Im Historischen Museum diskutieren Museumskuratorin Beate Schappach, Bürgermeisterin Jutta Ebeling, Schriftstellerin Anne Chaplet, FR-Feuilleton-Chef Arno Widmann über 1968, Dylan und Käsewürfel.

Bob Dylan: Quetschkommode oder Genie?
Bob Dylan: Quetschkommode oder Genie?
Foto: ap

Die Fragen des Abends stellt mal wieder Robert Gernhardt, und da er leider tot ist, tut er das mittels eines Plakats, das im Innenhof des Historischen Museums hängt: "Was wohl der Hund zur Nacht denkt? Worüber er wohl nachdenkt? Darüber, daß er Wacht hält? Was, wenn ihn das nicht wach hält? Schluckt ihn des Traumes Schacht dann? Sagt er dem Alltag Schach an? Macht das den Wunsch nach Macht wahr? Ist nächtens alles machbar?"

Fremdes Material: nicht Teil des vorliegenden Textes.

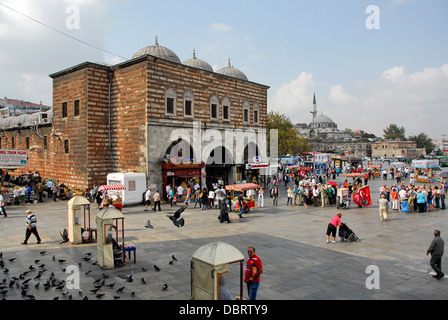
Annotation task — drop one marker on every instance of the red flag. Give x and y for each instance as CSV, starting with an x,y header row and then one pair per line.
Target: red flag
x,y
364,196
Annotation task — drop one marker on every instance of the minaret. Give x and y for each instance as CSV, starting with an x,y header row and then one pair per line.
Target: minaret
x,y
314,112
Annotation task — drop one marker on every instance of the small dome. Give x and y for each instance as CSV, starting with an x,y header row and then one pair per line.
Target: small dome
x,y
198,63
158,51
232,72
323,119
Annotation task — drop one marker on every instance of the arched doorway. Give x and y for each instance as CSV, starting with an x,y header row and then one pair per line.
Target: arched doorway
x,y
219,166
179,167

Quicklebendig hingegen sind die Kombattanten, die auf der Bühne im Innenhof sitzen, um sich auf eine Zeitreise ins Jahr 1968 zu begeben: die Museumskuratorin Beate Schappach, die Bürgermeisterin Jutta Ebeling, die Schriftstellerin Anne Chaplet, der Musikjournalist Volker Rebell, der Cellist Frank Wolff, der Jazzer Heinz Sauer, der FR-Feuilleton-Chef Arno Widmann. Es moderiert Daniella Baumeister vom HR.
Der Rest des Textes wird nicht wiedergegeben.